This tutorial provides a simple explanation of the difference between a PDF (probability density function) and a CDF (cumulative distribution function) in statistics.
Random Variables
Before we can define a PDF or a CDF, we first need to understand random variables.
A random variable, usually denoted as X, is a variable whose values are numerical outcomes of some random process. There are two types of random variables: discrete and continuous.
Discrete Random Variables
A discrete random variable is one which can take on only a countable number of distinct values like 0, 1, 2, 3, 4, 5…100, 1 million, etc. Some examples of discrete random variables include:
- The number of times a coin lands on tails after being flipped 20 times.
- The number of times a dice lands on the number 4 after being rolled 100 times.
Continuous Random Variables
A continuous random variable is one which can take on an infinite number of possible values. Some examples of continuous random variables include:
- Height of a person
- Weight of an animal
- Time required to run a mile
For example, the height of a person could be 60.2 inches, 65.2344 inches, 70.431222 inches, etc. There are an infinite amount of possible values for height.
Rule of Thumb: If you can count the number of outcomes, then you are working with a discrete random variable (e.g. counting the number of times a coin lands on heads).
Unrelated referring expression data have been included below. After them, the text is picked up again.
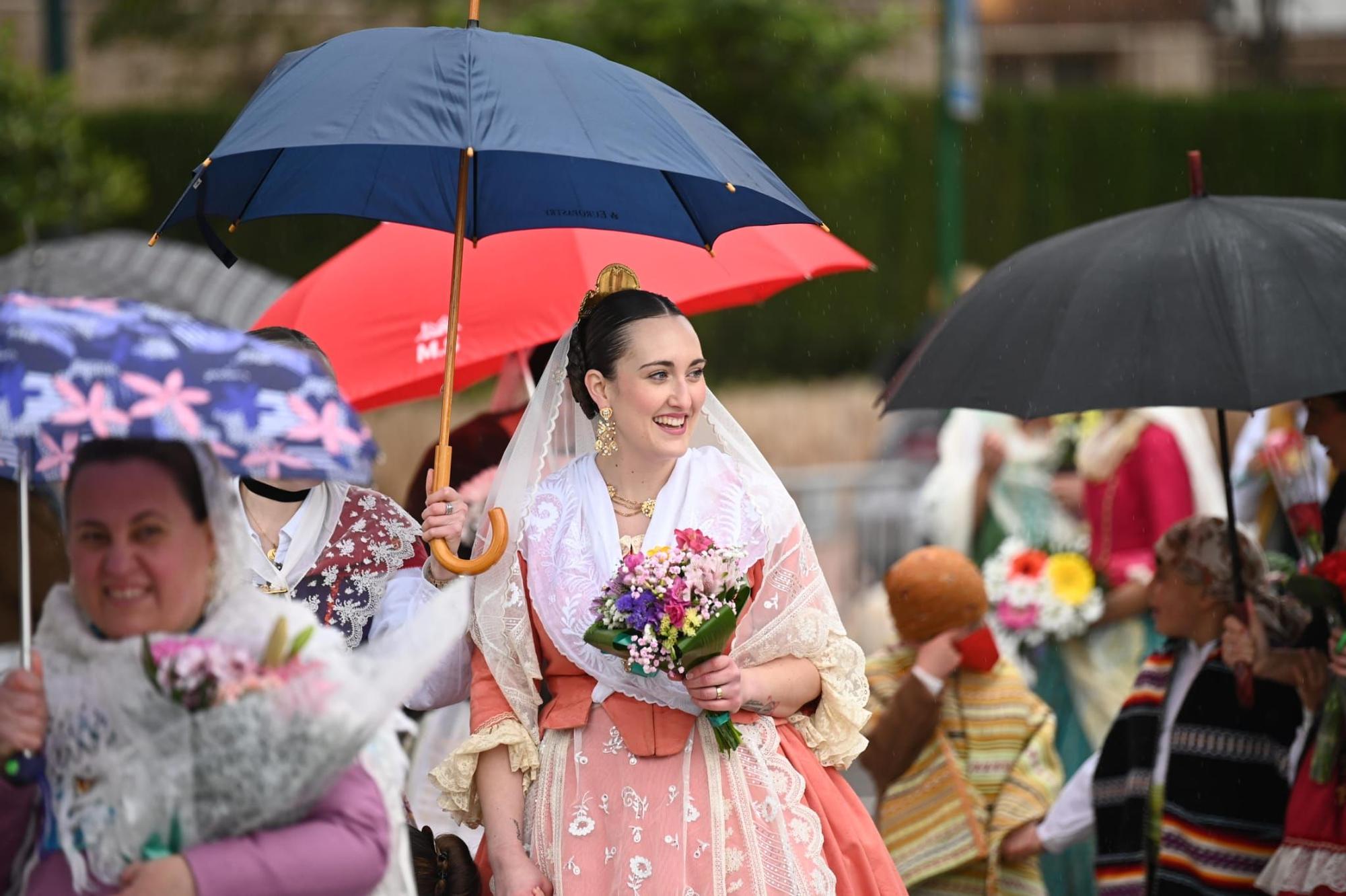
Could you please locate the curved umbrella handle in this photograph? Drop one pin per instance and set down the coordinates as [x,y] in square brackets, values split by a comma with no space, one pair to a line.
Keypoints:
[480,564]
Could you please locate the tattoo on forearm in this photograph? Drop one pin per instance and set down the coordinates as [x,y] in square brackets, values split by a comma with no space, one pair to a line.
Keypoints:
[761,707]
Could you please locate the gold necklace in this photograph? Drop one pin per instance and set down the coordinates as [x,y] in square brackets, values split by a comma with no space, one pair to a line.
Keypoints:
[275,546]
[628,508]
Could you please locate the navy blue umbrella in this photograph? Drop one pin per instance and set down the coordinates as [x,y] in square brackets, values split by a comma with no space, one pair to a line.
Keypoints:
[375,124]
[480,133]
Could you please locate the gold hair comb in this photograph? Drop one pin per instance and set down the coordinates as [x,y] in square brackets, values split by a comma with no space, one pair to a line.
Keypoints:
[616,278]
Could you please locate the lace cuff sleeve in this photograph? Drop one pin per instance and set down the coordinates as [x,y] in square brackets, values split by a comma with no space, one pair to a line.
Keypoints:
[834,731]
[456,777]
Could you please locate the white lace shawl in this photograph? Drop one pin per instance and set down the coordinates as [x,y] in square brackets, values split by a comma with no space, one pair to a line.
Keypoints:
[126,765]
[563,527]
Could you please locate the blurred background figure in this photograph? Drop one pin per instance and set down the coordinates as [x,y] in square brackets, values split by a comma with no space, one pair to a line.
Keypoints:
[999,477]
[951,719]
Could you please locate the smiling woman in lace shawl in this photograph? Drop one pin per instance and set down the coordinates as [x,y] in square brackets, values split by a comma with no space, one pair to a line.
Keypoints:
[153,792]
[628,788]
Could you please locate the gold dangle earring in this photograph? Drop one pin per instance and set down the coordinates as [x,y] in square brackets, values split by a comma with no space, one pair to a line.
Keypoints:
[606,441]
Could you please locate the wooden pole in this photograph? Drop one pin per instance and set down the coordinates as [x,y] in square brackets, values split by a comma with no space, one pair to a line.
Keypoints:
[444,453]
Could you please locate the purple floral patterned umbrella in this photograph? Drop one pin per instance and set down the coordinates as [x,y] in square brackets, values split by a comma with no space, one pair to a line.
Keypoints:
[80,369]
[77,369]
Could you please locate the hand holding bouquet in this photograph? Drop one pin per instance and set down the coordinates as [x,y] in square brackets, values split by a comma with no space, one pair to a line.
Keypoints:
[672,609]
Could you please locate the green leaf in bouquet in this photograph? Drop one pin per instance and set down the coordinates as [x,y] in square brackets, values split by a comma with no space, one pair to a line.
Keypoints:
[741,599]
[710,640]
[275,652]
[1282,564]
[728,737]
[301,640]
[610,641]
[1328,746]
[1317,593]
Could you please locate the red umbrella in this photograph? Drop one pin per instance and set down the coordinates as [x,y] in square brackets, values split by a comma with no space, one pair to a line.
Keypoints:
[378,307]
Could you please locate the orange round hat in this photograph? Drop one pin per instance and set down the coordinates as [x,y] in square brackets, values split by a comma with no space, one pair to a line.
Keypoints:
[933,590]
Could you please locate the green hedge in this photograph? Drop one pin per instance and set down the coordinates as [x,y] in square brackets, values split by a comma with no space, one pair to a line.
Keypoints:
[1034,166]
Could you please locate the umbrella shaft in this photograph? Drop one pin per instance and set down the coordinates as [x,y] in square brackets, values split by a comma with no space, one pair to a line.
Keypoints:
[446,410]
[25,571]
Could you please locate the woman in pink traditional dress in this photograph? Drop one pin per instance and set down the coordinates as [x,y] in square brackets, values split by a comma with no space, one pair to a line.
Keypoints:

But if you can measure the outcome, you are working with a continuous random variable (e.g. measuring, height, weight, time, etc.)
Probability Density Functions
A probability density function (pdf) tells us the probability that a random variable takes on a certain value.
For example, suppose we roll a dice one time. If we let x denote the number that the dice lands on, then the probability density function for the outcome can be described as follows:
P(x : 0
P(x = 1) : 1/6
P(x = 2) : 1/6
P(x = 3) : 1/6
P(x = 4) : 1/6
P(x = 5) : 1/6
P(x = 6) : 1/6
P(x > 6) : 0
Note that this is an example of a discrete random variable, since x can only take on integer values.
For a continuous random variable, we cannot use a PDF directly, since the probability that x takes on any exact value is zero.
For example, suppose we want to know the probability that a burger from a particular restaurant weighs a quarter-pound (0.25 lbs). Since weight is a continuous variable, it can take on an infinite number of values.
For example, a given burger might actually weight 0.250001 pounds, or 0.24 pounds, or 0.2488 pounds. The probability that a given burger weights exactly .25 pounds is essentially zero.
Cumulative Distribution Functions
A cumulative distribution function (cdf) tells us the probability that a random variable takes on a value less than or equal to x.
For example, suppose we roll a dice one time. If we let x denote the number that the dice lands on, then the cumulative distribution function for the outcome can be described as follows:
P(x ≤ 0) : 0
P(x ≤ 1) : 1/6
P(x ≤ 2) : 2/6
P(x ≤ 3) : 3/6
P(x ≤ 4) : 4/6
P(x ≤ 5) : 5/6
P(x ≤ 6) : 6/6
P(x > 6) : 0
Notice that the probability that x is less than or equal to 6 is 6/6, which is equal to 1. This is because the dice will land on either 1, 2, 3, 4, 5, or 6 with 100% probability.
This example uses a discrete random variable, but a continuous density function can also be used for a continuous random variable.
Cumulative distribution functions have the following properties:
- The probability that a random variable takes on a value less than the smallest possible value is zero. For example, the probability that a dice lands on a value less than 1 is zero.
- The probability that a random variable takes on a value less than or equal to the largest possible value is one. For example, the probability that a dice lands on a value of 1, 2, 3, 4, 5, or 6 is one. It must land on one of those numbers.
- The cdf is always non-decreasing. That is, the probability that a dice lands on a number less than or equal to 1 is 1/6, the probability that it lands on a number less than or equal to 2 is 2/6, the probability that it lands on a number less than or equal to 3 is 3/6, etc. The cumulative probabilities are always non-decreasing.
Related: You can use an ogive graph to visualize a cumulative distribution function.
The Relationship Between a CDF and a PDF
In technical terms, a probability density function (pdf) is the derivative of a cumulative distribution function (cdf).
Furthermore, the area under the curve of a pdf between negative infinity and x is equal to the value of x on the cdf.
For an in-depth explanation of the relationship between a pdf and a cdf, along with the proof for why the pdf is the derivative of the cdf, refer to a statistical textbook.